What we tell Zack: A cabin in the woods type movie where nature takes revenge on a couple for letting their child die.
What Zack gets: I think I like Lars von Trier's Melancholia more, and it almost took the spot, but Antichrist is deeply upsetting, and subverts what the Mundanes expect when sitting down to watch a horror movie. You jump off the deep end very quickly, with a black and white sequence, a child's death, and brief pornographic content. Then you're off to the woods for a slow burn deconstruction of a relationship, ending with genitalia-related body horror. Worse, there's no overt Antichrist in the film, and exploring that puzzle leads you to the disturbing realization that the movie is about misogyny, in such a way as to make you squirm.
What we tell Zack: Nothing. By this time he doesn't trust us anyway.
What Zack gets: I could have put any of Peter Greenaway's films on here, and I freely admit I picked this one because of its stomach-churning time lapse photography of animals rotting. But this story of brothers losing their wives in a car accident, and the ensuing meditation on symmetry has more than that going for it. How about an obsession with Dutch painters? And a love affair between the brothers and a one-legged woman? And the world represented as an ark or zoo? Arresting, often shocking visuals won't make the medicine go down any smoother.

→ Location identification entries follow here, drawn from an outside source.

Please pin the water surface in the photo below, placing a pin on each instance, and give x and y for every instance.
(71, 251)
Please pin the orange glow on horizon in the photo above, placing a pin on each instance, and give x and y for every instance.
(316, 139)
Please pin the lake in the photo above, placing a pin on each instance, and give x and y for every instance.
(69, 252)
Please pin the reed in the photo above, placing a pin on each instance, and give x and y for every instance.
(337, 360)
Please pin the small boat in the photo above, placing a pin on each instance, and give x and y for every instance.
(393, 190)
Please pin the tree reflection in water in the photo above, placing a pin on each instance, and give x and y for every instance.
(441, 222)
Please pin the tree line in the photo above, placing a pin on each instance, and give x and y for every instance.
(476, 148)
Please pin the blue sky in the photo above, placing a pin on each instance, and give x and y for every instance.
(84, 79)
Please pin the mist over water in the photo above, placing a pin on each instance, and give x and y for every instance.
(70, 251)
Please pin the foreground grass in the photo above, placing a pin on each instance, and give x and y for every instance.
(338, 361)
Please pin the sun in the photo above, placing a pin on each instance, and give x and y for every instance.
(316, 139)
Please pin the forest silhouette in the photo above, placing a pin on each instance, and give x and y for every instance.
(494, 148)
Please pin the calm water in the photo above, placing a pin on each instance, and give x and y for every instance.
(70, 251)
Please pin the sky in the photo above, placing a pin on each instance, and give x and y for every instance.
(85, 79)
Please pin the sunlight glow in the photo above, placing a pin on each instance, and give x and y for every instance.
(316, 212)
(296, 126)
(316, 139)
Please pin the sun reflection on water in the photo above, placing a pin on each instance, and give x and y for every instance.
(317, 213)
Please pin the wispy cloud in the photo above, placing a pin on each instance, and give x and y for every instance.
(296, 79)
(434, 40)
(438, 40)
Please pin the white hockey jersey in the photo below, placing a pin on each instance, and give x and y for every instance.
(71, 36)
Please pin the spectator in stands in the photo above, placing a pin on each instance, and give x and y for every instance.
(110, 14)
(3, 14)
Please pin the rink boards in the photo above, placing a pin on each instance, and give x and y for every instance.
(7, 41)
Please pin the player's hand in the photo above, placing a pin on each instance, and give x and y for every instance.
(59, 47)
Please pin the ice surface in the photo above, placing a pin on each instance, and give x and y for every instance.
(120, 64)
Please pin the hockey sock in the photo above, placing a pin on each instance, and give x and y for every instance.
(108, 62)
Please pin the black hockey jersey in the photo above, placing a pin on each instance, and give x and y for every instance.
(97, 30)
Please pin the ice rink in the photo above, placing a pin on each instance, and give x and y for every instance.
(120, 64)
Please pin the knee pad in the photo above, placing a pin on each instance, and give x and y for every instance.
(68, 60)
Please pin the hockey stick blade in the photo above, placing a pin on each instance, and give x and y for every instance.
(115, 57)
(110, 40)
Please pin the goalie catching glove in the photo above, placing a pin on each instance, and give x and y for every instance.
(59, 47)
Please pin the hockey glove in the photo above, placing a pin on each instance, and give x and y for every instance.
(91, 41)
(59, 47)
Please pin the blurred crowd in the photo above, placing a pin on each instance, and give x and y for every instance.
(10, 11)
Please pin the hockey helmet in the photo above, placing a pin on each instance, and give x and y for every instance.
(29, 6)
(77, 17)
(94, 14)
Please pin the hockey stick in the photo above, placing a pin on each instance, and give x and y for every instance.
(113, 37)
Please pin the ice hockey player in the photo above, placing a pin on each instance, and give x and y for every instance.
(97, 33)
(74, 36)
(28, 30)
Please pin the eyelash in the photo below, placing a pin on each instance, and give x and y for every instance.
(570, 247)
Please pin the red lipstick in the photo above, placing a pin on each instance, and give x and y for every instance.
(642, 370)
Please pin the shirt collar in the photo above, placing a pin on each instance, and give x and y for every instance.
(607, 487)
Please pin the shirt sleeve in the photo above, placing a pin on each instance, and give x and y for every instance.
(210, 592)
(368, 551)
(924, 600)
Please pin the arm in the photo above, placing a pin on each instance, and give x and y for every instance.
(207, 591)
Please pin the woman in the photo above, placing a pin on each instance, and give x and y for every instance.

What we tell Zack: Is he even listening anymore?
What Zack gets: Alejandro Jodorowsky's masterpiece is a Buddhist fable about a Christ-like man seeking enlightenment, and it's a psychedelic experience filled with arcane mystical symbolism. 'nuff said, perhaps. If I were really sadistic, I've have presented Fando y Lis, an early and frankly irritating effort by the same director, or if I were still trying to lull Zack into a false sense of security, the western, El Topo, which is actually, yes, another Buddhist fable about seeking enlightenment.
Obviously, there are many runners-up. I might have put Wong Kar-Wai on here, perhaps starting with 2046 since it almost requires seeing the body of his work before attempting (though I did it the other way). Or John Waters' ode to bad taste, Pink Flamingos. It doesn't matter, Zack is never again accepting an invitation to movie night at my house. What would you put on such a list? Don't be afraid to be pretentious, but do make it something you've liked or at least respected. I might take you up on some of those suggestions!